「集団的消費者被害回復に係る訴訟制度」の今国会での成立を求める緊急声明 を発表しました

現在,私たちが待ち望んでいた集団的消費者被害回復に係る訴訟制度の法案の検討が政府与党において進んでいます。
この法案は,これまで消費者被害に遭いながら適切な救済が行われずに泣き寝入りしてきた消費者にとって,大変意義のある制度の創設を内容とするものであり,一日も早い成立が望まれています。
他方で,濫訴のおそれや遡及効などへの懸念から慎重論も出ているようですが,検討されている法案では,提訴の主体が特定適格消費者団体に限られるなど,濫訴への配慮も十分なされており,そのようなおそれはありません。また遡及効の問題については,違法な取引行為を行っている企業であればともかく,真面目に活動している企業にとっては,現在救済されるべき被害者をより広く救済することについて反対する合理的理由はないはずです。

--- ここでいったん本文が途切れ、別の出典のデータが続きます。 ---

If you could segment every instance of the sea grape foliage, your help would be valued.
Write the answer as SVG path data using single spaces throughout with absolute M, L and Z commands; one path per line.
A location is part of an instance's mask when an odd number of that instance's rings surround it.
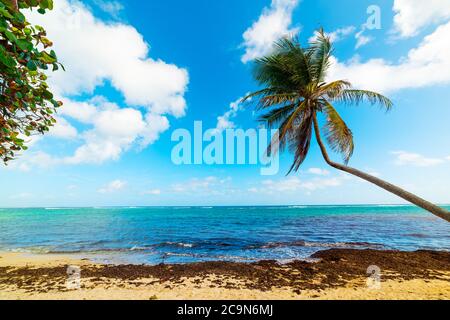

本制度は,2006年に適格消費者団体による差止訴訟制度を創設した当時からの課題とされ,十分な時間と幅広い議論を経て具体的法案として形作られてきたものです。もちろんその過程においては経済界の意向も聴取し,それを反映させながら検討が進められてきました。機は熟しています。
政府は一日もはやく今国会に本法案を提出し,国会において充実した議論を行った上,確実に本法案を成立させて頂くよう強く要望します。